The second point seems less straight-forward than the first. However, think of Rating_Deviation
as measuring the predictability of a puzzle's difficulty—a puzzle with low rating deviation is performing at a relatively stable rating (i.e. difficulty), while a puzzle with high rating deviation has a relatively unstable rating. Meanwhile, Popularity
essentially measures whether a puzzle is meeting the users' expectations. In this interpretation, it makes sense that a more popular puzzle is performing as expected, hence would have a more predictable level of difficulty.
See
lichess_db_puzzle_eda_distributions.ipynb
for more details.
We used ggplot
to visualize the distributions of puzzle rating, rating deviation, popularity, number of plays, puzzle length, themes, and opening tags.
The distribution of ratings is unimodal and fairly symmetric. Below is a boxplot.
The distribution of rating deviation is unimodal and right-skewed. Most puzzles have a rating deviation of less than 100
. Below is a boxplot—note the potential outliers.
The distribution of popularity is unimodal and left-skewed. Most puzzles are rather popular, suggesting there are few puzzles that users find to be inaccurate, poorly designed, or otherwise unfair. Below is a boxplot—note the potential outliers.
The distribution of number of plays is unimodal and right-skewed. There are comparatively few puzzles with more than 2,000
plays. Below is a boxplot—note the potential outliers and small interquartile range.
Puzzle length ranges from 1
to 29
(i.e. from 1
to 15
player moves), though the distribution is right-skewed. The most common puzzle length is 3
, which corresponds to 2
moves made by the player. Below is a boxplot—note the potential outliers occuring around length 9--11
.
There are 60
distinct themes (not including the healthyMix
and playerGames
themes). The 5
most frequently occuring themes are as follows.
short
middlegame
crushing
endgame
advantage
It is interesting to recall here that these puzzles are generated by user games on lichess.org. So, be on the lookout for these sorts of tactics in your games!
There are over 100
opening tags, not including variations! The most common opening in the puzzle database is the Sicilian_Defense
—watch out for early tactics in your Sicilian games!
See
lichess_db_puzzle_eda_rating.ipynb
for more details.
The strongest feature correlation to puzzle rating was with puzzle length, vizualized below.
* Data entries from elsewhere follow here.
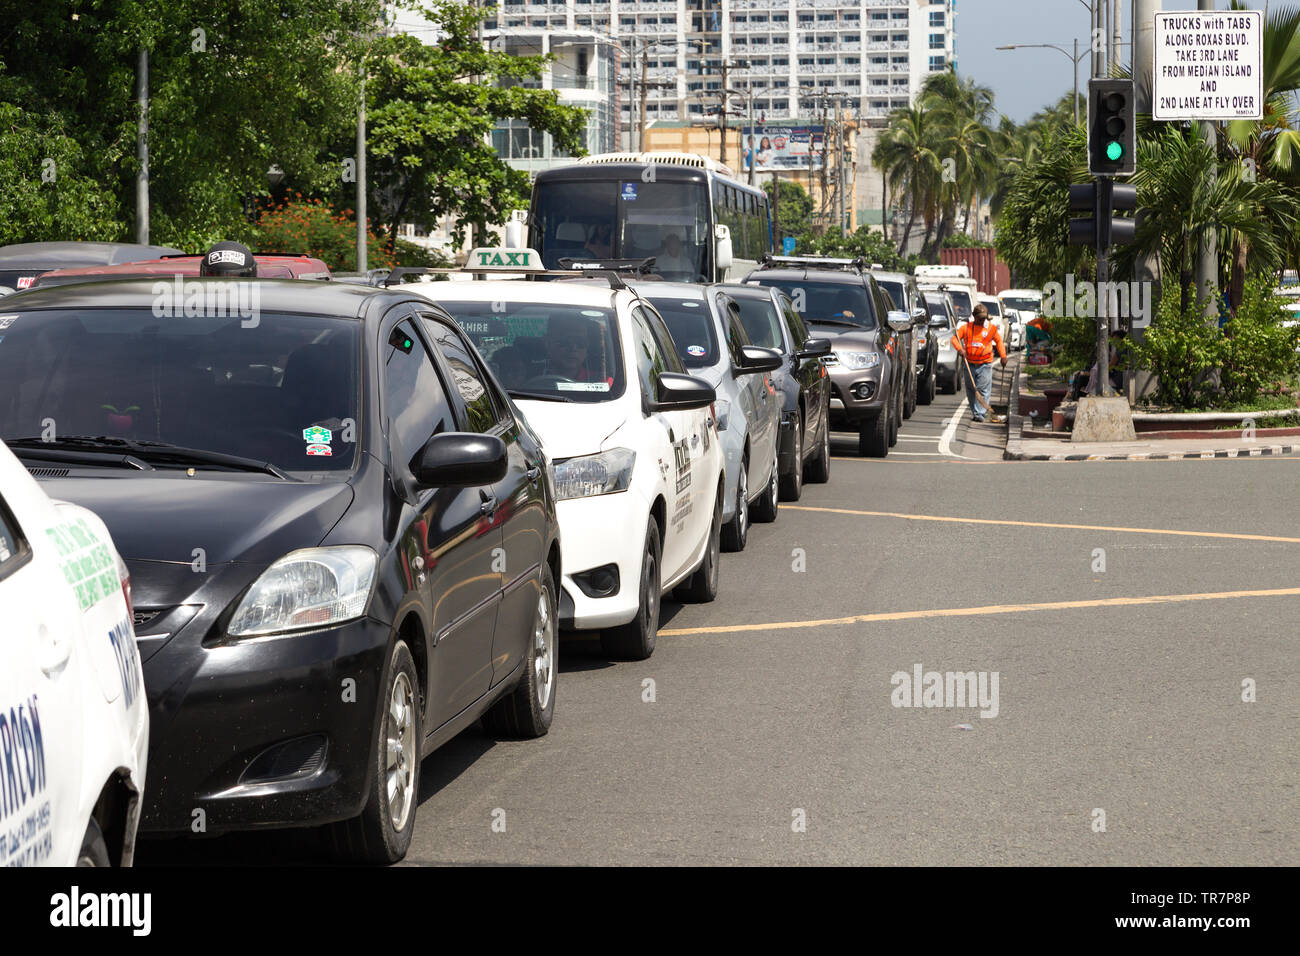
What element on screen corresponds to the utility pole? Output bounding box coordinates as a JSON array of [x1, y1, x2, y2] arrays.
[[836, 99, 847, 238], [719, 58, 729, 167], [1131, 0, 1161, 401], [771, 169, 781, 250], [639, 43, 649, 153], [357, 70, 367, 271], [1091, 1, 1105, 78], [136, 48, 149, 245], [1112, 0, 1123, 75], [1196, 0, 1218, 320]]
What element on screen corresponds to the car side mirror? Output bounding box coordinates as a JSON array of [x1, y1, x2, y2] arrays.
[[652, 372, 716, 412], [929, 316, 948, 328], [734, 344, 782, 375], [886, 310, 911, 333], [412, 433, 507, 488], [797, 337, 832, 359], [911, 307, 928, 326], [714, 224, 733, 272]]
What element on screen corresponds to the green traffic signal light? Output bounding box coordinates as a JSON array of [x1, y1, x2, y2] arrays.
[[1106, 141, 1123, 161]]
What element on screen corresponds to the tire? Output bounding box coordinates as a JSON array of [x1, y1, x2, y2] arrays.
[[888, 390, 900, 447], [601, 520, 661, 660], [76, 818, 110, 867], [750, 448, 779, 522], [859, 407, 889, 458], [674, 485, 722, 603], [918, 363, 936, 405], [939, 371, 956, 395], [804, 417, 831, 483], [778, 416, 803, 501], [720, 456, 749, 552], [481, 565, 557, 738], [904, 369, 917, 419], [324, 639, 421, 864]]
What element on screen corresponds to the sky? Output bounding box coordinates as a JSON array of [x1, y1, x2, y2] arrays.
[[956, 0, 1269, 124]]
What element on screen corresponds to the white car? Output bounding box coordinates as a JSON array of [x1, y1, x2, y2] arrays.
[[407, 260, 726, 661], [978, 295, 1009, 345], [0, 440, 148, 866], [999, 289, 1043, 350]]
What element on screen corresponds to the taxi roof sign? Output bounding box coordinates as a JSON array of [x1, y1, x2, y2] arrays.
[[466, 247, 545, 272]]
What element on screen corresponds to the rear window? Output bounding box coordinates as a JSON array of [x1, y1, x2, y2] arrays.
[[876, 279, 906, 312], [731, 295, 784, 350], [747, 277, 878, 330], [641, 296, 718, 368]]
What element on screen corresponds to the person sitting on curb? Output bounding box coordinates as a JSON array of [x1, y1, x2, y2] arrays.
[[952, 303, 1008, 423]]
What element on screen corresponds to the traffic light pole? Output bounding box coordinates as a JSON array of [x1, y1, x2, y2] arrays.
[[1095, 176, 1112, 397]]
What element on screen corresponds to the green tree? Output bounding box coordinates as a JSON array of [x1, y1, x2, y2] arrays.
[[364, 1, 587, 250], [762, 178, 813, 240], [809, 226, 901, 269]]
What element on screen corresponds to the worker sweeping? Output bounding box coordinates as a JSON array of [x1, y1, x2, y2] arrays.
[[953, 303, 1007, 424]]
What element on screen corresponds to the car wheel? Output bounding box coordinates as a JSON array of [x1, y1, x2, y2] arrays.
[[904, 372, 917, 419], [805, 417, 831, 483], [324, 639, 421, 864], [482, 565, 557, 737], [859, 407, 889, 458], [601, 519, 661, 660], [674, 484, 722, 603], [888, 391, 900, 447], [751, 449, 779, 522], [778, 416, 803, 501], [720, 456, 749, 552], [919, 364, 936, 405], [76, 818, 110, 867]]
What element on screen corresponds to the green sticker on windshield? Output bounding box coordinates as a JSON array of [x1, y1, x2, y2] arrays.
[[302, 425, 333, 444]]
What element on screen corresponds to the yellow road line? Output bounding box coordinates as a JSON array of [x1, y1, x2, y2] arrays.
[[660, 586, 1300, 636], [784, 504, 1300, 544]]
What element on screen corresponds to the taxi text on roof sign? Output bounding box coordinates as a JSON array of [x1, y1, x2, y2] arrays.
[[467, 248, 545, 272]]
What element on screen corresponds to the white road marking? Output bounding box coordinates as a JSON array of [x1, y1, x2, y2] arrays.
[[896, 436, 941, 442], [885, 450, 947, 456], [937, 398, 970, 459]]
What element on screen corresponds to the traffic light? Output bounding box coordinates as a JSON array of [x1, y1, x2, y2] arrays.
[[1068, 179, 1138, 248], [1088, 78, 1135, 177]]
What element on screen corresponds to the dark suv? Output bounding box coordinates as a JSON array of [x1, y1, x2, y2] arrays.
[[744, 256, 911, 458]]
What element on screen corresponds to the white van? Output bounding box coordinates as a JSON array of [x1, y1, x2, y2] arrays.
[[914, 265, 980, 326]]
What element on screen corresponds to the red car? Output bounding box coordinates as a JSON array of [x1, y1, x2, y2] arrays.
[[31, 252, 332, 287]]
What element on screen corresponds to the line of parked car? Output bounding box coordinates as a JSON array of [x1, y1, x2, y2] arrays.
[[0, 238, 1025, 866]]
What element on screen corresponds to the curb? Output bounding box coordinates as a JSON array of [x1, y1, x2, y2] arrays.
[[1002, 351, 1025, 460], [1008, 443, 1298, 462]]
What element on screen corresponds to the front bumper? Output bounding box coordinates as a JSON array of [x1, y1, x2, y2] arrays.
[[555, 491, 650, 631], [825, 363, 885, 425], [139, 615, 390, 833]]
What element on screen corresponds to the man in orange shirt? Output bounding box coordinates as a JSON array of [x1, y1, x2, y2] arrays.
[[952, 303, 1007, 423]]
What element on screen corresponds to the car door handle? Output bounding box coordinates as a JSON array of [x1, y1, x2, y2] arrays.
[[479, 489, 498, 515], [525, 465, 541, 482], [38, 623, 71, 677]]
The median puzzle rating increases as puzzle length increases.
We investigated the relationship between puzzle theme and puzzle ratings, as well.
The themes with median puzzle rating greater than 2,000
are as follows.
castling
quietMove
veryLong
underPromotion
mateIn5
enPassant
defensiveMove
zugswang
These are all themes that involve either relatively long puzzles or moves that are subtle, rare, or otherwise non-routine.
Meanwhile, bankRankMate
has the lowest median rating—these puzzles are generally considered to be quiet easy.
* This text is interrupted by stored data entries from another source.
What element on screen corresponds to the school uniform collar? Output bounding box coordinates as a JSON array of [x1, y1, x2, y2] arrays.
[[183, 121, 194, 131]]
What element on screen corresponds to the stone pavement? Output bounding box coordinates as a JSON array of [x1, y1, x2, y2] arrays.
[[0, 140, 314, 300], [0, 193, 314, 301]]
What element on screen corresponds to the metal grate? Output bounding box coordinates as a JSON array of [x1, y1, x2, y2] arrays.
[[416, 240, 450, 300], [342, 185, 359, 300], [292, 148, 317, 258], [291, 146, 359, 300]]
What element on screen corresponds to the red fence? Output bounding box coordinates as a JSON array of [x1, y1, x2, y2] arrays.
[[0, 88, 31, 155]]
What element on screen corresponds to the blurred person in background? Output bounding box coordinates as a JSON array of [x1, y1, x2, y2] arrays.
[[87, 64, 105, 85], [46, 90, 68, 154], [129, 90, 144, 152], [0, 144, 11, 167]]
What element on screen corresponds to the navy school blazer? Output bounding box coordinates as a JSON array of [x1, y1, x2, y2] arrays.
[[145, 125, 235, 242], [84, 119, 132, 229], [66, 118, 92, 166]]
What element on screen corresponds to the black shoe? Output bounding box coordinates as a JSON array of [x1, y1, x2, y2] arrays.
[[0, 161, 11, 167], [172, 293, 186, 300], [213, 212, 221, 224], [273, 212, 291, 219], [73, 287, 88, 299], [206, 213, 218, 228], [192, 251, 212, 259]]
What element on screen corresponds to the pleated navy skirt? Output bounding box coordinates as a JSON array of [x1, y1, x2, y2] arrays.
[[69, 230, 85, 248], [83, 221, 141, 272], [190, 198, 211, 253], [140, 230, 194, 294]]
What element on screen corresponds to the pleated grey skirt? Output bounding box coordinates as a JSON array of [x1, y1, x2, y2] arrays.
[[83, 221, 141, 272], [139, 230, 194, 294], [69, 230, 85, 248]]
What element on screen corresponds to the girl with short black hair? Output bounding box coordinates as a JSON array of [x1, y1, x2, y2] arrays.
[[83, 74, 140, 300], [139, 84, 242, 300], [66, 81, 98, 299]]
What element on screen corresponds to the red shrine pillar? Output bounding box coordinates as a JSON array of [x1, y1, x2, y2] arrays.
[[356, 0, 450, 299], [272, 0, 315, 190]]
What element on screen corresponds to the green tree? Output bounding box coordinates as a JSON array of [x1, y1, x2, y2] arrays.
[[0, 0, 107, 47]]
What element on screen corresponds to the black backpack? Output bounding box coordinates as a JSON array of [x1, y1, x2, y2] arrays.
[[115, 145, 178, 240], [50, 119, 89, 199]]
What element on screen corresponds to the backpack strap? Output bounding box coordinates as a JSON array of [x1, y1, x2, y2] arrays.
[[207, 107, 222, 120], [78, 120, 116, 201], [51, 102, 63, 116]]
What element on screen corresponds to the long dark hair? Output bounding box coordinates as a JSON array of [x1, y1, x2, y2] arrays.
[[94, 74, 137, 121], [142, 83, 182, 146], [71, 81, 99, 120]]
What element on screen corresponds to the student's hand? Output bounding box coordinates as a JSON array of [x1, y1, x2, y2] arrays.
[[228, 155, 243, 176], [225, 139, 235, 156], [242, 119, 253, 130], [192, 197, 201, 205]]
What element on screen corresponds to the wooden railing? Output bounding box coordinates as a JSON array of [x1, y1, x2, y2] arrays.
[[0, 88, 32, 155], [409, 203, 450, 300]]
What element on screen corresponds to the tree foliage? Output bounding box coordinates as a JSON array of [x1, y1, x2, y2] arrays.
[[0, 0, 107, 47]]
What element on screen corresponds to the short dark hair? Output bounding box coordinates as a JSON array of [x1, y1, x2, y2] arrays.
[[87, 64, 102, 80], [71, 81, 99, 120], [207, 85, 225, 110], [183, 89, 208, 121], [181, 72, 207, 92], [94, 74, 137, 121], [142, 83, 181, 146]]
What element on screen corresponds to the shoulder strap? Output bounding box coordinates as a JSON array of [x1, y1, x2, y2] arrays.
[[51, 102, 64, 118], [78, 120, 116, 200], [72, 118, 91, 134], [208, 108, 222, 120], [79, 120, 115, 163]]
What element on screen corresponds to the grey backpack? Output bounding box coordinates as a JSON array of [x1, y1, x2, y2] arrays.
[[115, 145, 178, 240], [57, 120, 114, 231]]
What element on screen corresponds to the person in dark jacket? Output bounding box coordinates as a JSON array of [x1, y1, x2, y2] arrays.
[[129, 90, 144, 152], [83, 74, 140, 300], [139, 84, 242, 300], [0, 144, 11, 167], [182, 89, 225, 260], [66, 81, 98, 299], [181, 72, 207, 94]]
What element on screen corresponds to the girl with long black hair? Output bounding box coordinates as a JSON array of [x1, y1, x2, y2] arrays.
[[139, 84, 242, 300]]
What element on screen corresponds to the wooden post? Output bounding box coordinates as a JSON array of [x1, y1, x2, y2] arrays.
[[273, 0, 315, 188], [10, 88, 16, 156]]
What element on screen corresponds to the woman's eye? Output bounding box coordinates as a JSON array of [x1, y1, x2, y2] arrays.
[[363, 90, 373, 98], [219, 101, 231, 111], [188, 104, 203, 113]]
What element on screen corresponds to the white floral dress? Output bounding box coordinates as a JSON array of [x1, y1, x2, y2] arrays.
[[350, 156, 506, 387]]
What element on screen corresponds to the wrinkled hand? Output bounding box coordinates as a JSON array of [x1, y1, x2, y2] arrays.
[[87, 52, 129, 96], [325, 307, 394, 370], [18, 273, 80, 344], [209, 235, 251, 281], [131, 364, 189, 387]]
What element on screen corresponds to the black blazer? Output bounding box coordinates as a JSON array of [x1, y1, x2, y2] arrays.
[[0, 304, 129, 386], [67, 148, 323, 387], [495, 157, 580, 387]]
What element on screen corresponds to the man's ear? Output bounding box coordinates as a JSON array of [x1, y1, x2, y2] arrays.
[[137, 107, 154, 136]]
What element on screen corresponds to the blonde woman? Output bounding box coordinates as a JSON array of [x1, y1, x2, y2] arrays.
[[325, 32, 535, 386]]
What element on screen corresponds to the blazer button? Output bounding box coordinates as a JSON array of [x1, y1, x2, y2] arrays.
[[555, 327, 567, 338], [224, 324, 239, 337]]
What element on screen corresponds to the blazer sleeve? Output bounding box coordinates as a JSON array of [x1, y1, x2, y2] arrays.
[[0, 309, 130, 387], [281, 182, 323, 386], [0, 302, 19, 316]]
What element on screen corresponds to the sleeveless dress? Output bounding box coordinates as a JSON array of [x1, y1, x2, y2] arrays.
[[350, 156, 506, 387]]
Finally, we looked at opening tag as it relates to puzzle rating.
The median rating is pretty consistent across openings. The Zukertort_Defense
and Amar_Gambit
are the only openings with a median rating over 2,000
, while the Borg_Opening
is the only opening with a median rating under 1,000
.
See
lichess_db_puzzle_eda_deviation.ipynb
for more details.
Rating deviation is very consistent across most features in the database. Two things that stood out from our investigations here are the following.
- The theme
equality
has a much higher median rating deviation than the other themes.
- The opening with the highest median rating deviation is the
Norwegian_Defense
.
See
lichess_db_puzzle_eda_popularity.ipynb
for more details.
Aside from the relationship between Puzzle_Length
and Rating
, the next strongest correlation was between Popularity
and Rating_Deviation
, visualized below.
Observe, as popularity increases, the median rating deviation decreases.
The other features seemed to have little impact on popularity—notably, median popularity is fairly stable when compared across themes.
Notably, the Queens_Pawn_Mengarini_Attack
is the opening with lowest median popularity.